Anyway, that's enough of the back story. If you've seen all of Leone's movies and are just itchin' to see another spaghetti western, this is your best choice as far as I am concerned.

The DVD extra features contain a happy ending which is downright hilarious, too.

8.5 stars out 10.

The Hellbenders
In case you are wondering, a hellbender is a giant salamander. This is a story about some Confederate soldiers, who call themselves the Hellbenders (think Flying Hellfish), and steal a convoy of money with which they hope to revive the Civil War.

I really liked this one, because the story was original and well written and the ending caught me by surprise, which isn't hard to do admittedly (will Nemo escape? will his father find him in time? I just don't know. I just don't know).

I don't own it yet, but its definitely a contender for my collection.

8.0 stars out of 10.

Django
This movie gets all the hype. An international following, cultish even. Franco Nero is an Italian version of Clint Eastwood... Many unauthorized (and bad) sequels... Blah blah blah.
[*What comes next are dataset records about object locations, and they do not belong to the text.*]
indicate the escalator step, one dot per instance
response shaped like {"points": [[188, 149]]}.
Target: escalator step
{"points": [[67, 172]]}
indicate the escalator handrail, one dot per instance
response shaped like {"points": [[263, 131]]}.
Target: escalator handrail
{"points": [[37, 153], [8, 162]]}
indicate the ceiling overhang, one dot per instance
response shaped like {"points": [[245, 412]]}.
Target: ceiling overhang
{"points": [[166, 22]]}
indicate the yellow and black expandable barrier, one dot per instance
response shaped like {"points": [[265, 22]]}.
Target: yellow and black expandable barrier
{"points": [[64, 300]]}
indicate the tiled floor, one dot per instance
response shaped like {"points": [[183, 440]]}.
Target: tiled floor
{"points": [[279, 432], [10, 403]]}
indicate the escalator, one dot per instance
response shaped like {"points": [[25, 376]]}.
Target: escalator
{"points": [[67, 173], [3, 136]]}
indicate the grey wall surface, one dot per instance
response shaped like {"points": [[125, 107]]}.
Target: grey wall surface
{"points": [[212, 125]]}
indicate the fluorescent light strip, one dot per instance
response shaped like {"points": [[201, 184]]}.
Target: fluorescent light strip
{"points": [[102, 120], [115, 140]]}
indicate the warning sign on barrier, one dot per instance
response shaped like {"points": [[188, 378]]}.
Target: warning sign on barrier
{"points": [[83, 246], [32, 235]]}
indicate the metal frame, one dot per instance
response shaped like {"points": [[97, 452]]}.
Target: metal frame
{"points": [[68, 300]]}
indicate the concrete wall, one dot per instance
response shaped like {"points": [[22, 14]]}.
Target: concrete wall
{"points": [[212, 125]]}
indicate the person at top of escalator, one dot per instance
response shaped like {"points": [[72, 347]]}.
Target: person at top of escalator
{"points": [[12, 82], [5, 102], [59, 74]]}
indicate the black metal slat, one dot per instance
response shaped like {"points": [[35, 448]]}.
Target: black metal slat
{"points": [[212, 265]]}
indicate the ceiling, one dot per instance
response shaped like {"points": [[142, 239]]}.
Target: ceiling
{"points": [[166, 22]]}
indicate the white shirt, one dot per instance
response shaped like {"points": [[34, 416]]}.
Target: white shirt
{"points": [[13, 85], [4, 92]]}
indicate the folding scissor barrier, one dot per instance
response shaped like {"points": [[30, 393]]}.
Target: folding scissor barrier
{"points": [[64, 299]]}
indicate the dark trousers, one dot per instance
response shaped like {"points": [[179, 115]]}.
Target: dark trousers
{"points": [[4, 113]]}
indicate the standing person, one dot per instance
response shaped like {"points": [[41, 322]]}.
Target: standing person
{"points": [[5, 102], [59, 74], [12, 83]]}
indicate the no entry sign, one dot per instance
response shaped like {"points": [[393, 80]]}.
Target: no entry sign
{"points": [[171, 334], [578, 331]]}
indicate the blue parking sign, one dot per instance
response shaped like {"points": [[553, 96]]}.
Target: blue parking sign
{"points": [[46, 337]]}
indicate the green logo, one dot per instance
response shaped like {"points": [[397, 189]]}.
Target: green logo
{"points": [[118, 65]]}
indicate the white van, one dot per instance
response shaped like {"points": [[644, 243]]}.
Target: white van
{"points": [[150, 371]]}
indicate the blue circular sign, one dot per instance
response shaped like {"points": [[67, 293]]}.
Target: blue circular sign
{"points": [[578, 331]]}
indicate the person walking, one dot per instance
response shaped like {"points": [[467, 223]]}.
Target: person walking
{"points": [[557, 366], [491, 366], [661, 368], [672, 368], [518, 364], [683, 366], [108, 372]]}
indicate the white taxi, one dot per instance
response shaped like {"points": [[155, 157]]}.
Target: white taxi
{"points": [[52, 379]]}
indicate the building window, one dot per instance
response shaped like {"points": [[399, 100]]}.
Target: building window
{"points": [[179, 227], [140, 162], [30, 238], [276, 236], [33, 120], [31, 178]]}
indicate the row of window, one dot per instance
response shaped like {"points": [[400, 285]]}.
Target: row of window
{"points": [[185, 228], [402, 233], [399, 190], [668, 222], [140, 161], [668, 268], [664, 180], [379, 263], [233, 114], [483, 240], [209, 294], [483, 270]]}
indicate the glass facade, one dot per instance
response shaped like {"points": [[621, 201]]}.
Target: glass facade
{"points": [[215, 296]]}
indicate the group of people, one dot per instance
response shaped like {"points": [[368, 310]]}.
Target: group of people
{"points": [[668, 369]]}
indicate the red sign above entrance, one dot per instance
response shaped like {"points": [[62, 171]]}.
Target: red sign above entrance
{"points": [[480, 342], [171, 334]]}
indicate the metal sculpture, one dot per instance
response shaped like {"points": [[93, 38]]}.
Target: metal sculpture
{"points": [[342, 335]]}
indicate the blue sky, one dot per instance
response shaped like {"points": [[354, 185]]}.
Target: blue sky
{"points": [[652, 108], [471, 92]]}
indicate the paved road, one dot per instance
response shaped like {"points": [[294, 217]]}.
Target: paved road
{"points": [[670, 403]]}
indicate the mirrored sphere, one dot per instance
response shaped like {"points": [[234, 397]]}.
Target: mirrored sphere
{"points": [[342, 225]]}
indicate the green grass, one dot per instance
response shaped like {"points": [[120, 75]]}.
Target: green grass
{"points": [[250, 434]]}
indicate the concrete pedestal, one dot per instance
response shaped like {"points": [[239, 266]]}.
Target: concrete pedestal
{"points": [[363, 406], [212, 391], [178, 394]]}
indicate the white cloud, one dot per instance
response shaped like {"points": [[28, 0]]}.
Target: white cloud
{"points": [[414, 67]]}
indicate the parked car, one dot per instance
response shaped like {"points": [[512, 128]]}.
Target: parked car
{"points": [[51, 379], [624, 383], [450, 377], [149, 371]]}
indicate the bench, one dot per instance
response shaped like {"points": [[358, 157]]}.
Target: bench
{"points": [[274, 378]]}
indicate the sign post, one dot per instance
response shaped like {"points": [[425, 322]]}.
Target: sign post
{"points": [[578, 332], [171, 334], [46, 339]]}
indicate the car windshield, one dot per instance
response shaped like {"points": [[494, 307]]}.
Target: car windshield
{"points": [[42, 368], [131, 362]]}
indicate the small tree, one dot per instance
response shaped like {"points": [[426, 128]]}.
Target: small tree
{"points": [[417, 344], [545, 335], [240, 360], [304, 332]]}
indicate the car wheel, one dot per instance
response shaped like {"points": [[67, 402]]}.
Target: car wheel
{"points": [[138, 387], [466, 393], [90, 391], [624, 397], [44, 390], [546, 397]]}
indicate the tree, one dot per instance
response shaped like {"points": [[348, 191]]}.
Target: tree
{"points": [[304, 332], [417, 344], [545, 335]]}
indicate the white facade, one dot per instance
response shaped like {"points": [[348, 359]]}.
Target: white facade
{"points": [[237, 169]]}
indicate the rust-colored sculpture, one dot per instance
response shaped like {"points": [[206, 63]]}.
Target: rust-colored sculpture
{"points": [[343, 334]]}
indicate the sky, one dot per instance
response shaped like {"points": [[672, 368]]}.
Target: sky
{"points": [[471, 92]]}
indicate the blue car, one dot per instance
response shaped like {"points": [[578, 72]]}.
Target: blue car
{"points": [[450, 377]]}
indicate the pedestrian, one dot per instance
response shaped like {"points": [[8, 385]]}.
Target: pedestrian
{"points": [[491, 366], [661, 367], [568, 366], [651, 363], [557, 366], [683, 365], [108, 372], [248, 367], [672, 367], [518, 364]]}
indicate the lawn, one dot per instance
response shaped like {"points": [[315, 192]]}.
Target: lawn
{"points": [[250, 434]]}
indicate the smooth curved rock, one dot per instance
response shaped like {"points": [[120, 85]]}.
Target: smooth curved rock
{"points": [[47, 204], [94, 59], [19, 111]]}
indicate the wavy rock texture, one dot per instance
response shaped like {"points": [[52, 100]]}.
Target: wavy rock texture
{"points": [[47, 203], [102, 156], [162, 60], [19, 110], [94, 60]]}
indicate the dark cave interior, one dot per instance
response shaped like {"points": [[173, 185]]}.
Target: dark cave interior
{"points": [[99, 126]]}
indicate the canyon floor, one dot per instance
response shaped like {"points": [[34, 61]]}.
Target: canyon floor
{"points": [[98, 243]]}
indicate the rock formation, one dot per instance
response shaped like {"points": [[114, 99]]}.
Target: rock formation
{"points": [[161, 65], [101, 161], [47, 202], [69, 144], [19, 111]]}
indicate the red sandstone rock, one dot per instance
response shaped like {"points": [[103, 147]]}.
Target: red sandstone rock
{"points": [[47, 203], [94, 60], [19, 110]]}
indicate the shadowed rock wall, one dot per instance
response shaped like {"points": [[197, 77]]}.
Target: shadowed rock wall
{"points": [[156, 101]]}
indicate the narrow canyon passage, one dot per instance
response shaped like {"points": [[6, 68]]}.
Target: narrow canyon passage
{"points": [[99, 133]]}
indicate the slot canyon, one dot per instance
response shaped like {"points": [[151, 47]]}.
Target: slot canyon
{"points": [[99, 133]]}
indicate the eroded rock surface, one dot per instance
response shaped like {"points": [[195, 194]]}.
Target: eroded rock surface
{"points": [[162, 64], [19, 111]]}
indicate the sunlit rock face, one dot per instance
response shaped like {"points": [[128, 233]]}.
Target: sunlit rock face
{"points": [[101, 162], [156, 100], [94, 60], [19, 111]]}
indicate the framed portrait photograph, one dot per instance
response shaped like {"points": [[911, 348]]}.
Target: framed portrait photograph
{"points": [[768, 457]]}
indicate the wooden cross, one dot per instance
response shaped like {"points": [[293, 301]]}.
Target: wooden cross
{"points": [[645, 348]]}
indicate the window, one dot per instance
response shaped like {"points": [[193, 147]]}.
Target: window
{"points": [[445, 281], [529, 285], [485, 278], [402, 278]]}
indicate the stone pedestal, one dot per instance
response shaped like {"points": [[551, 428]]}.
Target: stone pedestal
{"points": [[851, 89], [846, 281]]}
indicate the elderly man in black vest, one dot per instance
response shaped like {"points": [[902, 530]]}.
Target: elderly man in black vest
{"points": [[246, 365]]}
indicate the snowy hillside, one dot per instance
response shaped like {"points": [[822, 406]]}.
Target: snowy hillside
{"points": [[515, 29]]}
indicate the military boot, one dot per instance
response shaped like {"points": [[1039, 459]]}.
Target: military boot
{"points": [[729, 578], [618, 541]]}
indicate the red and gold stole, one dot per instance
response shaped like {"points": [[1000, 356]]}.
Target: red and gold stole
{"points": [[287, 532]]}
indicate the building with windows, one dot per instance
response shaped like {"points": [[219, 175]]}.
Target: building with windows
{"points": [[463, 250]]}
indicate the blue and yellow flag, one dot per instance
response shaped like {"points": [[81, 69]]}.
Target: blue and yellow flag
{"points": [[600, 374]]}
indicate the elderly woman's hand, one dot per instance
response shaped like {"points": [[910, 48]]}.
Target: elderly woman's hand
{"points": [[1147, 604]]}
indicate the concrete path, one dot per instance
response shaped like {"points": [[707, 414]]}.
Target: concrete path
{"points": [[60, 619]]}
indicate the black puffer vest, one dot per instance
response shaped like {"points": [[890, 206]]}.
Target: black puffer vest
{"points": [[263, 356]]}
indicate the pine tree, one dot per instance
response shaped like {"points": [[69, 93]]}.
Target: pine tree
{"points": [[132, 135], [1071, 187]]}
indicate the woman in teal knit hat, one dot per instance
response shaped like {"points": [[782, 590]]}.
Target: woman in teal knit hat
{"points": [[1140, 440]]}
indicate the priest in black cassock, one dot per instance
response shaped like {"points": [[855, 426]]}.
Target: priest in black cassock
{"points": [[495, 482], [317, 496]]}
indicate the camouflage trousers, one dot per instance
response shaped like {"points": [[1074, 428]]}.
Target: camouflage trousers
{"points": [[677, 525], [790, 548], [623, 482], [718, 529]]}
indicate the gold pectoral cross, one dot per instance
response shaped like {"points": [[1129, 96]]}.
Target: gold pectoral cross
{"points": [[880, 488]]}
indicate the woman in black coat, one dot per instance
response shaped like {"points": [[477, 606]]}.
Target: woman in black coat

I fell victim to the hype and bought Django. It was pretty cheap so I'm not too worried about it.

Can't say that I was too impressed with it though. The story was pretty standard other than Django dragging a coffin around wherever he went. The set design reminded me of any 1950s western with painted backdrops and a saloon that John Wayne could have been filmed in. And the acting was rather wooden and not dynamic.

I judge it harshly perhaps, and I might appreciate it more after another viewing, but I'll still give it 7 stars out of 10.